Wednesday 19 October 2011

Bir Gün Gelecek…

İşte o gün, bir şehit haberi duyduğumuzda hayat donacak, kulaklarımızı bir uğultu kaplayacak.
İstanbul’da sadece martıların çığlıkları duyulacak belki.
Ama biz hiçbir şeyi duymayacağız, duymak istemeyeceğiz.
Olduğumuz yerde durup başımızı öne eğeceğiz; ve düşüneceğiz.
 
Televizyonlarda kırmızı bantlarla yazılan “son dakika” gelişmeleri hiç mi hiç umurumuzda olmayacak.
Ekrandaki spiker, gazeteci, yorumcu da tek bir kelime dahi edemeden birbirlerine boş boş bakacaklar.
Hükümet, siyasi parti veya ordu yetkililerine canlı bağlantılar olmayacak.
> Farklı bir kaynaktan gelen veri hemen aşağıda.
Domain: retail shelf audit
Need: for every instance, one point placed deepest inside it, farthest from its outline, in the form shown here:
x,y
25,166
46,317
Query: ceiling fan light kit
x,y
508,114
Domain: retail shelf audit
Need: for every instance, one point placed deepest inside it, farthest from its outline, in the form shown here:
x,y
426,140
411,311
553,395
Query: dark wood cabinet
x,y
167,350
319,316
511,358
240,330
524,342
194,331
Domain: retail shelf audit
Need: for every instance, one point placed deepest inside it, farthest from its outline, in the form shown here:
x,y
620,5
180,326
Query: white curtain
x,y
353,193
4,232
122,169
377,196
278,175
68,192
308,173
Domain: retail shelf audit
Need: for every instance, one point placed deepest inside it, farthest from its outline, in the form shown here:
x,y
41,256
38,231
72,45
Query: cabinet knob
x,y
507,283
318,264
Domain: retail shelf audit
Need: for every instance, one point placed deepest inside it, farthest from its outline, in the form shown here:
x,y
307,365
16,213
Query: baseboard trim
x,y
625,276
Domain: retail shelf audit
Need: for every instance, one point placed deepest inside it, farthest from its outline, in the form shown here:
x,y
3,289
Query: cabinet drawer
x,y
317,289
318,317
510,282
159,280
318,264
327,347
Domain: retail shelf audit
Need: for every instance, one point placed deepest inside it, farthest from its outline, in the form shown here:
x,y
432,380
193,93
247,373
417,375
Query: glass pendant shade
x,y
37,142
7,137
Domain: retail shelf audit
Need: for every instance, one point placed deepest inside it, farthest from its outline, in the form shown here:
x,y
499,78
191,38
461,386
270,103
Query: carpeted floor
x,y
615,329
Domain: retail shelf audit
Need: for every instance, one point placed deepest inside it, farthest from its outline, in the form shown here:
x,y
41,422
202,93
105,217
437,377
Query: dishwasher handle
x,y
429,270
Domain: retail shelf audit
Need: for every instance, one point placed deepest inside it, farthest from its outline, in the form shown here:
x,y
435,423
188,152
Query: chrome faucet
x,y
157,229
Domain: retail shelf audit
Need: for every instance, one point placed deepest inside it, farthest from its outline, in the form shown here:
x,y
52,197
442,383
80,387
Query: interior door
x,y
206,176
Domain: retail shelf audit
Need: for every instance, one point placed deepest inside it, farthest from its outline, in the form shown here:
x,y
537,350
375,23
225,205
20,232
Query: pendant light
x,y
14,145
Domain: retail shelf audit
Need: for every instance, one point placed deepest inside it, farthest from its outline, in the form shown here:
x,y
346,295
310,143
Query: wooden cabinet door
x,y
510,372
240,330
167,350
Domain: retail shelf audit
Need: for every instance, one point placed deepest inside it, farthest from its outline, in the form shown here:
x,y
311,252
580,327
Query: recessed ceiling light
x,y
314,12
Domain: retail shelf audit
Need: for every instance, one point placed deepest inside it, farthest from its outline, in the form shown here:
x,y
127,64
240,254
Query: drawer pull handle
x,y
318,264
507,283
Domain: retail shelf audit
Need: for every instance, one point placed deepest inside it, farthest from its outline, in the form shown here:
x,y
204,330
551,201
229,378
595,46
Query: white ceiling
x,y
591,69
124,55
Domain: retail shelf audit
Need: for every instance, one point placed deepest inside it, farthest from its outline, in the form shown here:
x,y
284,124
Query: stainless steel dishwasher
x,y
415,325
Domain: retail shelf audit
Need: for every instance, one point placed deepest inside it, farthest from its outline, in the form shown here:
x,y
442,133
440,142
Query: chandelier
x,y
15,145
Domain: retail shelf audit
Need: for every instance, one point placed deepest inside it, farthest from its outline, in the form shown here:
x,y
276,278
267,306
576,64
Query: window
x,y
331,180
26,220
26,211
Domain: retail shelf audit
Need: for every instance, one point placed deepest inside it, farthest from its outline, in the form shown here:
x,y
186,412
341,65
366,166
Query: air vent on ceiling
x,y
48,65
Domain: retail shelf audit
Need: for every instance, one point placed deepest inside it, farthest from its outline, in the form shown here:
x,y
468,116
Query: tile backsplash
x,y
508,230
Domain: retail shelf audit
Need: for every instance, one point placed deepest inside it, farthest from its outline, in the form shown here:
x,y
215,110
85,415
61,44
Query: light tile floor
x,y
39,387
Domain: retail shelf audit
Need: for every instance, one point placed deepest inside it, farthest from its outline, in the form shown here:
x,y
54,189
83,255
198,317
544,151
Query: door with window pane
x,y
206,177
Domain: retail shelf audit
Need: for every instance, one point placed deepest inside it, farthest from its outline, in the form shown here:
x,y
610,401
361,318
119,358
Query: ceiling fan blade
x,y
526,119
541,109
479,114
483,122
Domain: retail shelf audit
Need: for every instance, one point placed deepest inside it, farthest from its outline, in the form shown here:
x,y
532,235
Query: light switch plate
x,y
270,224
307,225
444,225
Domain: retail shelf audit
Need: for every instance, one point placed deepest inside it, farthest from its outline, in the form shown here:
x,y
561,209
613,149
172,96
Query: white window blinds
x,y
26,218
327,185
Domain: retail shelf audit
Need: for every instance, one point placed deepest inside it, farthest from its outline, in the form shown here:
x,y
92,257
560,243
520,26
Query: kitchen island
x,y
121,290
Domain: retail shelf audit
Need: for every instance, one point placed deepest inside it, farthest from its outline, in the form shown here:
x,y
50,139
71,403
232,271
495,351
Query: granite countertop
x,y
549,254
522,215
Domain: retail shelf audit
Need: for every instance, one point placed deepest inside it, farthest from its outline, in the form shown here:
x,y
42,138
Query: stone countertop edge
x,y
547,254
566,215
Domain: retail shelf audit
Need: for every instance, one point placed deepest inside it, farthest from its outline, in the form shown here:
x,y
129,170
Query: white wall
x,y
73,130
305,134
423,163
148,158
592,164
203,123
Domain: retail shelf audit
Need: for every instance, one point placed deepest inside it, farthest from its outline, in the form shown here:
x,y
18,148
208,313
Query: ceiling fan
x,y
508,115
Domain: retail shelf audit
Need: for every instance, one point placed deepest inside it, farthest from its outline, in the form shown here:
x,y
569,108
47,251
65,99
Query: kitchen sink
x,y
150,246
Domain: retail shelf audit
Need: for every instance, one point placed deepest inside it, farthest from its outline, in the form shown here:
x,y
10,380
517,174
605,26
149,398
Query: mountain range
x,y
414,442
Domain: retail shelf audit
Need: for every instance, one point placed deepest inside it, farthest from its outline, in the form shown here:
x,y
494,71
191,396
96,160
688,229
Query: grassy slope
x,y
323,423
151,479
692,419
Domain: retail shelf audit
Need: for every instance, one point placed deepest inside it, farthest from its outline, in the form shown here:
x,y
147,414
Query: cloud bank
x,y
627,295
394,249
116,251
Çünkü onlar da artık söyleyecek bir şey kalmadığının farkında olacaklar. Onların da kulakları uğuldayacak.
Belki makam odalarına, belki iç dünyalarına kapatacaklar kendilerini ve düşünecekler.
Gazeteciler binlerce defa attıkları başlıkları değil, başka bir şey yazmaları gerektiğinin farkına varacaklar o gün.
“Bıçak kemiğe dayandı” ve “Sözün bittiği yer” demek olmadığını anlayacaklar gazetecilik yapmanın.
 
Evlilik programlarında paravan arkasından iletişim kurmaya çalışan çiftler birbirlerine hiçbir soru soramayacaklar.
Bulunması gereken bu kadar acil bir cevap varken hiçbir soru yeterince önemli olmayacak.
Susacaklar.
Paravan açılacak, hem orda hem de kafalarımızda.
Hiçbir film, dizi, ekonomi ve magazin programı, hatta eğlenceli bir reklam bile görmeyeceğiz televizyonlarda.
Evdekilerse zaten bunun farkında olmayacak. Televizyonu dahi açmayacaklar ne de olsa.
Farkına varacaklar ki, aslında en acıklı, en gerçekçi ve en vahşi dizi, zaten yaşadığımız ve lanet olsun ki kanıksadığımız terör cehennemi.
 
Siyasetçiler şehitlerin üzerinden siyaset yapmayacak, tabutlara sarılan bayrakların aslında göklere ait olduğunu hatırlayacaklar.
Belki onlar da sessiz sedasız mecliste oturup, kulaklarındaki uğultuyla birbirlerine bakacaklar.
Konuşmadan, bağrışmadan anlaşmayı deneyecekler ilk defa.
 
Sonra hepimiz teker teker kafalarımızı kaldıracağız ve kendimize soracağız;
Acaba bu Araf hayatından kurtulmamız için benim üzerime düşen, yapmam gereken nedir diye:
Güle oynaya askere yolladığımız her evladımızı yine güle oynaya karşılamak için.
Terörün, siyasete karıştırılamayacak kadar ciddi bir şey olduğunu, her koşulda karşısında omuz omuza ve dimdik durmamız gerektiğini unutmamak için.
Bu beladan kurtulmadan huzur ve refaha hiçbir zaman kavuşamayacağımızı idrak etmek için.
Teröre karşı hiçbir ülkeden destek almadığımızı, alamadığımızı kabullenip, kendi bacağımızdan asılarak bu işi nasıl çözebileceğimizi bulmak için.
Operasyonların dağlarda değil, kafalarda ve vicdanlarda yapılması gerektiğini anlamak için.
Bir hafta bile aklımızda tutmadığımız o şehit isimlerinin, aslında kayıp giden birer hayat olduğunu unutmamak için.
Birine adi, şerefsiz, haysiyetsiz demenin değil de, terörist demenin en büyük hakaret sayılacağı günlerin gelmesi için.
Hımbıl hımbıl oturup televizyon izleyerek, topu orduya ve siyasetçilere atarak terörden kurtulamayacağımızı anlamak için.
 
Bir gün gelecek, hayat duracak ve hepimiz olduğumuz yerde kalakalacağız.
Kulaklarımız uğuldayacak, derin derin düşünecek ve ağlayacağız.
Sonra kendi kendimize soracağız; ben ne yapabilirim?
Bu gün, şu saat, şu dakikadan sonra, bir tek can dahi kaybetmemek için herkesten önce ben, bizzat ne yapabilirim?
 
İşte biz ancak ve ilk defa o gün, terörle savaşmaya başlayacağız.